Roberts was born at Llanymynech, on the border between England and Wales. He was the son of William Roberts, a shoemaker, who also kept the New Bridge tollgate. Roberts was educated by the parish priest, and early found employment with a boatman on the Ellesmere Canal and later at the local limestone quarries. He received some instruction in drawing from Robert Bough, a road surveyor, who was working under Thomas Telford.

He was responsible for developing ever more precise machine tools, working eventually from 15 Deansgate, Manchester. Here he worked on improving textile machinery. He patented the cast-iron loom in 1822 and in 1830 patented the self-acting mule thus revolutionising the production of both the spinning and weaving industries.

==The weaving process==

The major components of the loom are the warp beam, heddles, harnesses, shuttle, reed and takeup roll. In the loom, yarn processing includes shedding, picking, battening and taking-up operations.

==The loom==
The Roberts loom of 1830 incorporated ideas embodied in an 1822 patent.

The frame of the loom was cast iron. There were two side frames cast as single pieces. The three cross tails were machined for an accurate assembly. The great arched rail at the top supports the healds. The front and back cross rails bifurcate at each side to give a larger binding surface.

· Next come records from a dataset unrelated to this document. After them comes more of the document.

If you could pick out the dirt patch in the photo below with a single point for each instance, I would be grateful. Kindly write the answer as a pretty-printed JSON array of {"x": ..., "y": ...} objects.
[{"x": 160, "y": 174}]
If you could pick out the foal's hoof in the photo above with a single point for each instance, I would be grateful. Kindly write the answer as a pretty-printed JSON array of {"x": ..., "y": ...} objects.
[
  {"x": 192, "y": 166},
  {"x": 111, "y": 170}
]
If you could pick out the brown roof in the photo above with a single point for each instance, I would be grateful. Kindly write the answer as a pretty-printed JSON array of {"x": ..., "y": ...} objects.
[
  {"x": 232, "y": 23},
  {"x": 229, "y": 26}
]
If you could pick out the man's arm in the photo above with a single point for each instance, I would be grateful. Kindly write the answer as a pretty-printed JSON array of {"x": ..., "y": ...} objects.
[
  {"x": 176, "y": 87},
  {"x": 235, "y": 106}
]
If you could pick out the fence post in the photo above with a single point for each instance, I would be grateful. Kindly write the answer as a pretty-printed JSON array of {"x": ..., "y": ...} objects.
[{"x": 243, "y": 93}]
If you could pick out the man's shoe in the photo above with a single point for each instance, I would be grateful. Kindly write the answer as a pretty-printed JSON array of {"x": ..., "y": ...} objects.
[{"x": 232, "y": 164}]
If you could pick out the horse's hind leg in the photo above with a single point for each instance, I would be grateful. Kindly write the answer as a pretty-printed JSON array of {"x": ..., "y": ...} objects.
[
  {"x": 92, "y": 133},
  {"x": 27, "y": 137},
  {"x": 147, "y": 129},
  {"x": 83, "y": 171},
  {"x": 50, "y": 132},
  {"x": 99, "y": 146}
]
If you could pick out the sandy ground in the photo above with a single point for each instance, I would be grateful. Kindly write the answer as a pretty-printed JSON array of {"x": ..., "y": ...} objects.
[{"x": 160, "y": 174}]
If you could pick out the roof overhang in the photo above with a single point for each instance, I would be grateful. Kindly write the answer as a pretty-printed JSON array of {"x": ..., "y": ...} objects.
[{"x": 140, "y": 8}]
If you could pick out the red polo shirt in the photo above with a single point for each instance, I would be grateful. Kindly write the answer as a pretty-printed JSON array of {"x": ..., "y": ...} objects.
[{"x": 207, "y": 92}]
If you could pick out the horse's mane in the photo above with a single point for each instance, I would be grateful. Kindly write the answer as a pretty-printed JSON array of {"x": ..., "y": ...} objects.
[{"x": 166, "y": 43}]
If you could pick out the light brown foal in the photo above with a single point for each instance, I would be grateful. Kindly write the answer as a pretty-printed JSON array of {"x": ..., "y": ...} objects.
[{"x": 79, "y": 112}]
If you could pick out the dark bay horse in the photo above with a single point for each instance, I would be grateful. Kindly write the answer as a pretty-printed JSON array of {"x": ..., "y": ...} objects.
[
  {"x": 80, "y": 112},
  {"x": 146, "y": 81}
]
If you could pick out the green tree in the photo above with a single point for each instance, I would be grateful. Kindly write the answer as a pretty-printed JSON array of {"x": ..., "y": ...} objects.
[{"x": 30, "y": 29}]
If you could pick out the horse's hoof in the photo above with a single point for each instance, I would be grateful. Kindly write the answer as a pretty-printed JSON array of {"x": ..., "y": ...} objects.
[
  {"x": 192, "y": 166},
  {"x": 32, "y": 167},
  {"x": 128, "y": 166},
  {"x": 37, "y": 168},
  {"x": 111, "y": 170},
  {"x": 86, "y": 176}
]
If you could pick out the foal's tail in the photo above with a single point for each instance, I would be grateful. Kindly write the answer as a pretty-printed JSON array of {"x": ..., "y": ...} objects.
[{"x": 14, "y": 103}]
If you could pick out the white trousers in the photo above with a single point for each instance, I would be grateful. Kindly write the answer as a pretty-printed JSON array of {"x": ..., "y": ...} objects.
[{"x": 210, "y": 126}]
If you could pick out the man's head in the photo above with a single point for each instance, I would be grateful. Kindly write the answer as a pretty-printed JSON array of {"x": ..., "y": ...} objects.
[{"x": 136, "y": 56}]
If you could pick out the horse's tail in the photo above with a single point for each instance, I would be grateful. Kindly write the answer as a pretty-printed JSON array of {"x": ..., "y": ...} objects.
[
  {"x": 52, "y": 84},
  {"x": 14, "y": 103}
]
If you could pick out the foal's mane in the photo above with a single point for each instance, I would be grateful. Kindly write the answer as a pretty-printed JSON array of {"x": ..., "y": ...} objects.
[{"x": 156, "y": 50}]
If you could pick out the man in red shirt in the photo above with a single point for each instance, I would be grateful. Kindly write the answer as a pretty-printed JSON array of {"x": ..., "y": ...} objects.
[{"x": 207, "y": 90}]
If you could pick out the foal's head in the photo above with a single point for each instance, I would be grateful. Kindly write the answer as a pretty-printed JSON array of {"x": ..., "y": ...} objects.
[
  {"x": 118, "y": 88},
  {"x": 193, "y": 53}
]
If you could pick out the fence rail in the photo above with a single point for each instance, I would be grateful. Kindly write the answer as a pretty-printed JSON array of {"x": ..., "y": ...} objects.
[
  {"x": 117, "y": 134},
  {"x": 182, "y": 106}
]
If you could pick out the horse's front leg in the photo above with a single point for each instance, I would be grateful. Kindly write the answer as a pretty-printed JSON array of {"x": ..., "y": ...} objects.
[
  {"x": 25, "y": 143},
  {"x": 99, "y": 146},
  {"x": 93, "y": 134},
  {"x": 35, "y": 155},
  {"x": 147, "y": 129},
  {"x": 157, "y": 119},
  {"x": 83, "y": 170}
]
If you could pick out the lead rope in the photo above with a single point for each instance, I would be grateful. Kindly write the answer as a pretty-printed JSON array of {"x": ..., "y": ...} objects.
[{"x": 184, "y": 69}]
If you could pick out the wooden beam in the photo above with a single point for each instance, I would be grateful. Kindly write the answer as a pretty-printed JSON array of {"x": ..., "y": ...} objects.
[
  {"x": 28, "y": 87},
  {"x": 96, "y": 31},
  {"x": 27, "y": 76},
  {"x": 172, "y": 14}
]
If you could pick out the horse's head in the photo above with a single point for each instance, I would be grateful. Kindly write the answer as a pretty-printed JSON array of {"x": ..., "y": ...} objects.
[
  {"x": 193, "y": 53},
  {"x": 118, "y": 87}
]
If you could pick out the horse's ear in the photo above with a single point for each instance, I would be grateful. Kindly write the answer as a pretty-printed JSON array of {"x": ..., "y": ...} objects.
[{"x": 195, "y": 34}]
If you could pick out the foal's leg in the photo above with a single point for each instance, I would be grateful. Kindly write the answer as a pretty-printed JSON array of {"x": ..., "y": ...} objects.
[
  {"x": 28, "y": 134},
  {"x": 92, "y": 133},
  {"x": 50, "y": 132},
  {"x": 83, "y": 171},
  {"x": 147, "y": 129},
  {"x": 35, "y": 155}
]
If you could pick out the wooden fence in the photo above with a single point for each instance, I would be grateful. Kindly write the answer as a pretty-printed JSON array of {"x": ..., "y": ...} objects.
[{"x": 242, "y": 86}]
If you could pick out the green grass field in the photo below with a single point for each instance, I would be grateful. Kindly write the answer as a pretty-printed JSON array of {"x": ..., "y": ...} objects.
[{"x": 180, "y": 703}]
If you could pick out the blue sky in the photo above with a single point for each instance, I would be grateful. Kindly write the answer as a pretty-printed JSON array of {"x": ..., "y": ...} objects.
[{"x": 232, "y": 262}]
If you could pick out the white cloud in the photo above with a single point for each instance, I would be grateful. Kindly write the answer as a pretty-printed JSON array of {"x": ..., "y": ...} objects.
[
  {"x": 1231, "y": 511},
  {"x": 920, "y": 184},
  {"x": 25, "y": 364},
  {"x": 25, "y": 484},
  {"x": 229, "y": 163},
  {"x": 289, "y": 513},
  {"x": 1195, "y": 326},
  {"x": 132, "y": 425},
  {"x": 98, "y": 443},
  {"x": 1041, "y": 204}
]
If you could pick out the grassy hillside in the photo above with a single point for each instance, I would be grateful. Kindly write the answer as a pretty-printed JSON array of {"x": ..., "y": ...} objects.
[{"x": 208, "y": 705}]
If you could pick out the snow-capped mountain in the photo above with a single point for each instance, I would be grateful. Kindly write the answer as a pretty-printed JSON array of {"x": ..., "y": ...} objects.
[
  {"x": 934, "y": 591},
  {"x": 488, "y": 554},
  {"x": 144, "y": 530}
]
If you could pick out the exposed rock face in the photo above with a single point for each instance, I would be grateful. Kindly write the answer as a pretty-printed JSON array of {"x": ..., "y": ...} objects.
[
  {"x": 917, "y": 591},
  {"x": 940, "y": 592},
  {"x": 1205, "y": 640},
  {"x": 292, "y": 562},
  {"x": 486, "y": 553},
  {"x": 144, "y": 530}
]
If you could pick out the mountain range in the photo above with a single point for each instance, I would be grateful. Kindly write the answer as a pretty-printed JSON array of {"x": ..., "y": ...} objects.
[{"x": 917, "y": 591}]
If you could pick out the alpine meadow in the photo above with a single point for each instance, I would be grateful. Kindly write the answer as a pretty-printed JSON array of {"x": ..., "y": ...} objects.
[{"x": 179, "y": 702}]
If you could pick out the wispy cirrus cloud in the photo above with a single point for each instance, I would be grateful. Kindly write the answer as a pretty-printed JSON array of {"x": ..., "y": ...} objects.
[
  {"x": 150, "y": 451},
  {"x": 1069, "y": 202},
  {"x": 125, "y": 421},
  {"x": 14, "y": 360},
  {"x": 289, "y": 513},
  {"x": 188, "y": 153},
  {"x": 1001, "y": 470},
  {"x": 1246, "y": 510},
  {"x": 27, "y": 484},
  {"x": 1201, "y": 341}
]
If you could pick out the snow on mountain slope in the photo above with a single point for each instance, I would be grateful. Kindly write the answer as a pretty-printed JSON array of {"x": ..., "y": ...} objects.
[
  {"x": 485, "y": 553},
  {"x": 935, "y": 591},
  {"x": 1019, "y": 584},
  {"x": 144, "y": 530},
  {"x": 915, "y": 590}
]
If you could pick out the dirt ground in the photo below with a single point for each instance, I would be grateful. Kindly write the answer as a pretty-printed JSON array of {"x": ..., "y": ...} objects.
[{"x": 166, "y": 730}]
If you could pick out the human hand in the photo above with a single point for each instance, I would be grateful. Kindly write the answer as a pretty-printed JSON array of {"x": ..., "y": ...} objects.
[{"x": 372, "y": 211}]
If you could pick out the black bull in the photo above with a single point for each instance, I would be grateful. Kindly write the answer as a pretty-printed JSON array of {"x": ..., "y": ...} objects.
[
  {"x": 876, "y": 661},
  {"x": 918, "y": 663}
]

The warp passes from the warp beam, passes over a friction guide roller, where it horizontally passes through the loom to a breastbeam. Here it turns vertically to the cloth beam. Even tension is essential as any variation will lead to broken threads. As the warp beam empties its effective diameter changes making the warp slacker- tension is maintained by adding a wooden pulley to the beam, around which are two turns of rope that are attached to mill weights- thus retarding the beam through friction. The cloth beam bears a toothed wheel which works a pinion. A ratchet wheel is attached with a click level to take up the slack in the cloth. This was Roberts' invention.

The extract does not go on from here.